• [Foto] (automatisch veranderen in kleur, 600 × 600 dpi)
• [Opslag] (automatisch veranderen in tekst, 200 × 200 dpi)
• [OCR] (automatisch veranderen in tekst, 400 × 400 dpi)
7. Scanmethode origineel
Geef de scanmethode op voor de originelen.
Als [ADF] is geselecteerd in [Scanmethode origineel], geef dan de richting van het origineel op.

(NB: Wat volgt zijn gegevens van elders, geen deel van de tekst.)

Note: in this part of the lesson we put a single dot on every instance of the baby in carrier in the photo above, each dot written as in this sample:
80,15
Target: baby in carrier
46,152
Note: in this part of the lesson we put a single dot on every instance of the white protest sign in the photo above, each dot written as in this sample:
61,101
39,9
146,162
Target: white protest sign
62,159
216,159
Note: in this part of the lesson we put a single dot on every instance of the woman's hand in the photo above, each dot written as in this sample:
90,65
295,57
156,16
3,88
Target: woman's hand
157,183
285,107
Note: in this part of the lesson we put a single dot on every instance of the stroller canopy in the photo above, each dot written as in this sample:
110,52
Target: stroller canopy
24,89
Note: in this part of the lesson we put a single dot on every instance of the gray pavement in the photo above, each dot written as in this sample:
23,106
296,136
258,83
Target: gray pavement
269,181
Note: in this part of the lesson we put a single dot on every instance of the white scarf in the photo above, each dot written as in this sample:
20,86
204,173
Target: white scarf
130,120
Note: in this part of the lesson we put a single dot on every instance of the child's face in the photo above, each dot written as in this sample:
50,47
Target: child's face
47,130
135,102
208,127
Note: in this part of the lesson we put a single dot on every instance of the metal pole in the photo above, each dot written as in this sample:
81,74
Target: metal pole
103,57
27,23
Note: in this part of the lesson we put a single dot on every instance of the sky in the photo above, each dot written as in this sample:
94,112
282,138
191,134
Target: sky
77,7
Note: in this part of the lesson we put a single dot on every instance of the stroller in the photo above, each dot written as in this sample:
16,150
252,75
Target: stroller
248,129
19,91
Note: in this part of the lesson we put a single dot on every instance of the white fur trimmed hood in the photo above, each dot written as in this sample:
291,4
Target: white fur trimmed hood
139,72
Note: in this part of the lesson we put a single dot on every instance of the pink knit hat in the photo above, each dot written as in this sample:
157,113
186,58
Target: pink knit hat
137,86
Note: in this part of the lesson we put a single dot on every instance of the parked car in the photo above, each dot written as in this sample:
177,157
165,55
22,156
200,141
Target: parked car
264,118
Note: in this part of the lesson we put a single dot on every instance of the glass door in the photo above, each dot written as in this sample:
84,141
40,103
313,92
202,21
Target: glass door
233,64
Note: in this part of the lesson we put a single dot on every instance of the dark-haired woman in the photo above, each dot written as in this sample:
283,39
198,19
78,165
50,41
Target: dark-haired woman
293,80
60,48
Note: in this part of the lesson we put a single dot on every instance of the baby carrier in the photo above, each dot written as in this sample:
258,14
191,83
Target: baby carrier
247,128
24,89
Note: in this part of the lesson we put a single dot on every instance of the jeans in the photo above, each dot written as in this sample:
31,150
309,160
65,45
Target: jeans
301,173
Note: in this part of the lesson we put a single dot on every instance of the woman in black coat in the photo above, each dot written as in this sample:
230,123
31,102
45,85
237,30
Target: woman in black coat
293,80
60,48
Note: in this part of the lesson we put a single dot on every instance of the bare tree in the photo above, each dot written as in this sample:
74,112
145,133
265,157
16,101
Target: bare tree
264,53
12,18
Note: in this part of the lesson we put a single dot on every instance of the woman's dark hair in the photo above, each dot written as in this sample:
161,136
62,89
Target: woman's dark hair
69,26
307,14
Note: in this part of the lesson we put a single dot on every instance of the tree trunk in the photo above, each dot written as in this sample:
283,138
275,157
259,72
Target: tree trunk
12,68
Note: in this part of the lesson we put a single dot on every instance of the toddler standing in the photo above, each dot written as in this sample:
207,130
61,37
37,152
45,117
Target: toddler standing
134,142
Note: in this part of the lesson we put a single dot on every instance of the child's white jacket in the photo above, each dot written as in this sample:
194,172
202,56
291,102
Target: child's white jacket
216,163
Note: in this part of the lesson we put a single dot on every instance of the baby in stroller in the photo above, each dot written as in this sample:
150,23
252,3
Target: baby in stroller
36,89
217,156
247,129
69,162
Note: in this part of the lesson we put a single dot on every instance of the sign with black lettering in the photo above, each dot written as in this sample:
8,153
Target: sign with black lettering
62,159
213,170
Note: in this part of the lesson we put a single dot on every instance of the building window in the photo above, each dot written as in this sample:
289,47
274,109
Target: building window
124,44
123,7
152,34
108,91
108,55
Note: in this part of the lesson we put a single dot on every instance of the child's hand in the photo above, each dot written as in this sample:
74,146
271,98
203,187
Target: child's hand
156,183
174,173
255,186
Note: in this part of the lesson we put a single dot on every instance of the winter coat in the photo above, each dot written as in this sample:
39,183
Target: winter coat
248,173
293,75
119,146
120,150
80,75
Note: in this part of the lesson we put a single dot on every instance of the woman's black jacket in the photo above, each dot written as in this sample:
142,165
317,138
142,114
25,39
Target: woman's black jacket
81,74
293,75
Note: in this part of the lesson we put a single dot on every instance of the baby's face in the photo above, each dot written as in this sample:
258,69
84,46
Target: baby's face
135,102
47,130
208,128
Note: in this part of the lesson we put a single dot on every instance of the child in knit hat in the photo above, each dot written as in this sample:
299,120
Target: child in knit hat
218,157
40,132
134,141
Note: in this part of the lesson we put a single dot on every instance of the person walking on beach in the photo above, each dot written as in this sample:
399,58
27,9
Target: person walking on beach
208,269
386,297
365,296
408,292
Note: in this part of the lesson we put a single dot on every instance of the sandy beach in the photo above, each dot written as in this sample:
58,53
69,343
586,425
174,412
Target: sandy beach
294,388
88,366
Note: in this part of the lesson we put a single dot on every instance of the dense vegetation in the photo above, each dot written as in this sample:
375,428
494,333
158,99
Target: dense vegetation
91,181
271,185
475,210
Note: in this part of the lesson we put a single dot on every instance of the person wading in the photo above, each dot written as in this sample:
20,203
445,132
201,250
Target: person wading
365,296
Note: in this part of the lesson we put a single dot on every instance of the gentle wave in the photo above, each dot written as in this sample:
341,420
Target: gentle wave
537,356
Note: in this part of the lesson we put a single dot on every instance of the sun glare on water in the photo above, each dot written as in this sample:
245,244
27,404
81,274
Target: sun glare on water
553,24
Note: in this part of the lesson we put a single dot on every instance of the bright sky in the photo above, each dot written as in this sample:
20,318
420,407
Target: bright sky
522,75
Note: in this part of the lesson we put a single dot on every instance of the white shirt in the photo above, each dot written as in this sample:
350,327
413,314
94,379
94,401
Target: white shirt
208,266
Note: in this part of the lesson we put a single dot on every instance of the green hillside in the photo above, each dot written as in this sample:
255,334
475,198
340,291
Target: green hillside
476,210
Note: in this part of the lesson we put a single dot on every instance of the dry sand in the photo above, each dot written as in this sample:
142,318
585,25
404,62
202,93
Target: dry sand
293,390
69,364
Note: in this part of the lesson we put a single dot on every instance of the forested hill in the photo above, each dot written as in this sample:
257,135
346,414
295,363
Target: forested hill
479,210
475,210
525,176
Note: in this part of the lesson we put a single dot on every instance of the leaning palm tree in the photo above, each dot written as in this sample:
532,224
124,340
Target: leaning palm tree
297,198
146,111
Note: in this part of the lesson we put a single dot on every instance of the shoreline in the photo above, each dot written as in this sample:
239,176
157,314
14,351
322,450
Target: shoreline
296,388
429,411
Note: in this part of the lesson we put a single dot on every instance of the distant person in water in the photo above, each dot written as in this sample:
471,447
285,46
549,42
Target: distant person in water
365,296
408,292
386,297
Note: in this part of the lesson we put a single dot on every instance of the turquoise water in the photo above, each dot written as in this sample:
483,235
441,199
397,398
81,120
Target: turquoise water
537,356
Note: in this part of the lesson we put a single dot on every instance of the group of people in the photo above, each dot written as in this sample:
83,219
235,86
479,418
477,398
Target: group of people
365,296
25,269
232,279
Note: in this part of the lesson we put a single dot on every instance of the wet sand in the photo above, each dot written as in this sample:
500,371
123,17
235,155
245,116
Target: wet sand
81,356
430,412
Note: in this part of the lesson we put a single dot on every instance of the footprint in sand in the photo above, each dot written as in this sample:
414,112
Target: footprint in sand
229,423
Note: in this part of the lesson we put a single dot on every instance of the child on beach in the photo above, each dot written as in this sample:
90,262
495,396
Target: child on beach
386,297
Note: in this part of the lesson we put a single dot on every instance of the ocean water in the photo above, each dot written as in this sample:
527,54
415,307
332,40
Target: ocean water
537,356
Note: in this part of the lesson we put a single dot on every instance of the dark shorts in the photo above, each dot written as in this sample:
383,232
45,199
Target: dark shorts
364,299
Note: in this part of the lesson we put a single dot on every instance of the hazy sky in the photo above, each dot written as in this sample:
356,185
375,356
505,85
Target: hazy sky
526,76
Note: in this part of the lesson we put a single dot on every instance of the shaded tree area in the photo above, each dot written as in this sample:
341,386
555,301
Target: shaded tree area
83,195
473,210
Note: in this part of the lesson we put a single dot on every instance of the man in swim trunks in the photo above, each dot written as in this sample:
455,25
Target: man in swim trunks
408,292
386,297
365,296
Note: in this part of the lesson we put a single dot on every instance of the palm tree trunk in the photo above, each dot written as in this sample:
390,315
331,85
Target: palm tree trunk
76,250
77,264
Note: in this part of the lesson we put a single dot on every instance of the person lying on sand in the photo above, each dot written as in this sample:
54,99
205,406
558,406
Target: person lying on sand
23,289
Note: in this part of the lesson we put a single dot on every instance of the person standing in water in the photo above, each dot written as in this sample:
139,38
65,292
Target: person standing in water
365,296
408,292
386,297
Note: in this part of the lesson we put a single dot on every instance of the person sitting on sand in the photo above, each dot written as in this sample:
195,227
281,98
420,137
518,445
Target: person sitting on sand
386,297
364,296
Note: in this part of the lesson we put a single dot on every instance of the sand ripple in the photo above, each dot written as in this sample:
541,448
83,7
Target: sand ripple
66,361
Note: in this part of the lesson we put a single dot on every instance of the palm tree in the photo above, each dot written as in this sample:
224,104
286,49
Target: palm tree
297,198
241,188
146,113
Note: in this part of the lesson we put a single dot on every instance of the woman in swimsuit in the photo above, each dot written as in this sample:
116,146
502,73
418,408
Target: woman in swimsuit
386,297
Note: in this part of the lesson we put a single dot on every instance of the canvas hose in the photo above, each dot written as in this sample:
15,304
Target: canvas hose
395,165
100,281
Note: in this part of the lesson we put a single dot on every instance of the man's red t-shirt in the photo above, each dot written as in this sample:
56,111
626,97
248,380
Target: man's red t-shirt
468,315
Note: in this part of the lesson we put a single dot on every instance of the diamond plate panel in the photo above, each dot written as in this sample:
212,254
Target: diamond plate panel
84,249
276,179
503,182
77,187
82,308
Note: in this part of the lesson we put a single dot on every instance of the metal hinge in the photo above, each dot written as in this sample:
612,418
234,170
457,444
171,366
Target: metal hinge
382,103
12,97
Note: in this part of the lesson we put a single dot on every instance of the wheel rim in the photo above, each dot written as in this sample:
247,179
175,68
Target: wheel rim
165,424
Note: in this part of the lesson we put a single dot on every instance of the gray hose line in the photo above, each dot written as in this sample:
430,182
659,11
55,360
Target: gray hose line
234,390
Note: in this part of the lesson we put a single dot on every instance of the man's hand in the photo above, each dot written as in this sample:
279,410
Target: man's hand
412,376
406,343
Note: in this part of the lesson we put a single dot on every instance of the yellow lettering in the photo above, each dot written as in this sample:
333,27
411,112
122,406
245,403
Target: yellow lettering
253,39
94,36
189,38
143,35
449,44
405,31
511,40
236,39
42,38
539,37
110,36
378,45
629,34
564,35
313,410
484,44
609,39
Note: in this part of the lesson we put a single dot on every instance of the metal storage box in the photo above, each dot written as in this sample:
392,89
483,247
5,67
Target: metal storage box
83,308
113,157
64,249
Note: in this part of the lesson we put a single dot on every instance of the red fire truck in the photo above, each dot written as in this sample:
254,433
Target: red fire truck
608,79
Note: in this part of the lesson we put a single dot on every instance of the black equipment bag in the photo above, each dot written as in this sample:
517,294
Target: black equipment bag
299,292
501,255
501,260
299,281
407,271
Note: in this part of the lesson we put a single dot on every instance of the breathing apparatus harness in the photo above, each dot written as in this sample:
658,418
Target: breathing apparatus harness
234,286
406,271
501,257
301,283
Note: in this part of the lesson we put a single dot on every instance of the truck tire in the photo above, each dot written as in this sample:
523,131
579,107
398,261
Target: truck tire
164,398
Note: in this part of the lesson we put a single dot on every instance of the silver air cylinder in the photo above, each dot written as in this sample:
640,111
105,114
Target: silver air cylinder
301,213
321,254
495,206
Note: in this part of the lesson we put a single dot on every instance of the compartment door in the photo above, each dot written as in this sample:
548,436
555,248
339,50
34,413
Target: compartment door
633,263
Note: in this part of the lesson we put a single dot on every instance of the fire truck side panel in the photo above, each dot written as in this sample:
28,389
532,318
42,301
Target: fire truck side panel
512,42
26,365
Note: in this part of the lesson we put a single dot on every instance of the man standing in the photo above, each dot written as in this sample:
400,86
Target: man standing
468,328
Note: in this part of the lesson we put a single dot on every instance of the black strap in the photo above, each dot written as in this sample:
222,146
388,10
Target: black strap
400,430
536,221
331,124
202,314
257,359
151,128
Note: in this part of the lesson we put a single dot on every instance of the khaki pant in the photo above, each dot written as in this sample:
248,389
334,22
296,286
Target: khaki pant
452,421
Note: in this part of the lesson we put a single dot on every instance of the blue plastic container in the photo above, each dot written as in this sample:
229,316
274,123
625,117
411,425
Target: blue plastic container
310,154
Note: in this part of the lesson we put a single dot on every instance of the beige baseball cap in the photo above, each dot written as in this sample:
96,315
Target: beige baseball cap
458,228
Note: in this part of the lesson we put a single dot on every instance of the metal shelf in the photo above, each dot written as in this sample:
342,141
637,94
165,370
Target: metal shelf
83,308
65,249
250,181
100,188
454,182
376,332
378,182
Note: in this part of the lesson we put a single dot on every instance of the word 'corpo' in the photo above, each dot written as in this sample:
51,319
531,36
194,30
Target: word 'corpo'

8. Afbeeldingskwaliteit aanpassen
U kunt de afbeeldingskwaliteit aanpassen. De scaninstellingen die kunnen worden aangepast, zijn: Rotatie,
Helderheid/Contrast, Scherpte, Kromme, Niveaus, Kleurbalans en Tint/Verzadiging. Als [Automatisch] is
geselecteerd, worden de standaardwaarden op alle instellingen toegepast. Als [Handmatig] is geselecteerd,
kunnen alle instellingen naar wens worden aangepast.
• Raadpleeg voor meer informatie de Help-functie van het TWAIN-stuurprogramma.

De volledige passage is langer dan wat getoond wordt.